Her heavy eyelids crack open, and she frowns. “I don’t like you.”
“Yeah, I got that.” I shove my hands into my pockets.
“I don’t think you do.” Her words are still slurring heavily, but I understand her perfectly. Her hair is hanging over one of her shoulders, and she’s sitting on the edge of her bed, wearing my suit jacket like a blanket. It looks way too good on her. “I haaattteee you.”
“Why?” I ask, knowing I shouldn’t but also unable to resist getting this unfiltered truth.

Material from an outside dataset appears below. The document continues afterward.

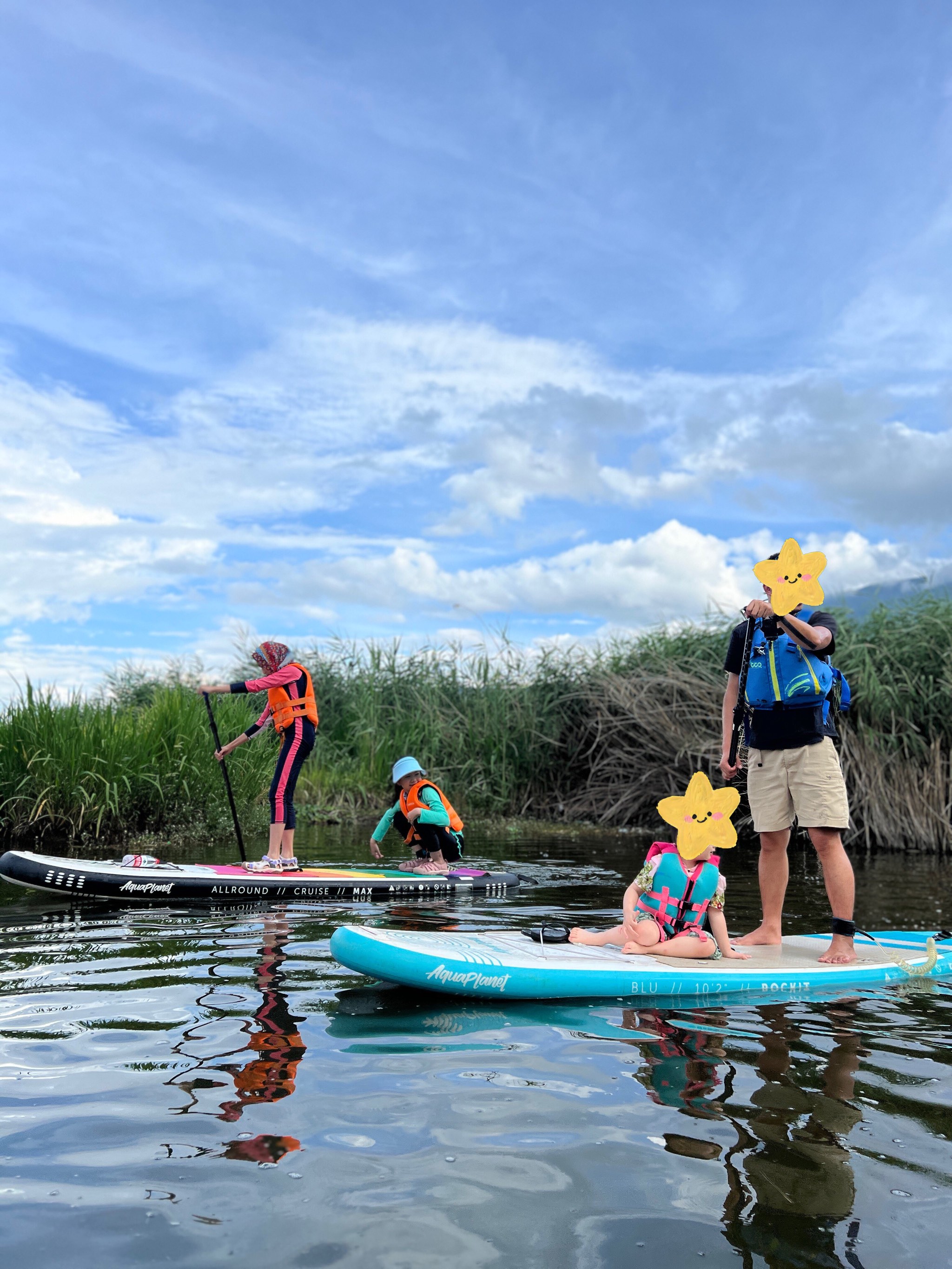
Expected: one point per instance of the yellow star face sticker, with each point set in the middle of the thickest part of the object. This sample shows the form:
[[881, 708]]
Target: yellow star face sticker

She lifts a shoulder and drops it. “Because it’s what we’ve always done. Hate each other.”
She’s right, and the realization makes me oddly sad. June and I fought over everything in high school. We had no choice but to be around each other a lot since our best friends were dating, but we made it a point during those forced hangouts to annoy each other as much as possible. If June wanted to go to the movies, I convinced everyone we should go bowling. If I planned a New Year's Eve party, she planned a bigger, better one. If Stacy and Logan convinced us all to have a friends dinner (meaning just the four of us), I would bring a date to rile June up. All of this, plus at least a hundred harmless pranks.
Yeah, thinking back, I wasn’t the nicest guy in the world to June. The difference is, my pestering was never an actual attack. It was the only way I could get her to pay attention to me. And I wanted her attention on me.
“But worst of all…” Her sleepy words break through my thoughts. “I tipped my chin up to you, and you walked away.”
“Tipped your chin up? What are you talking about?” I step a little closer.
She falls onto her side to bury her head in her pillow. The hem of her little black dress hikes up an extra inch, and suddenly, it feels wrong standing here in her room without her sober permission—wrong to see her picture frames, and her throw pillows, and hear her honest thoughts.
I’m an uninvited guest, staying late to a party I wasn’t even invited to in the first place.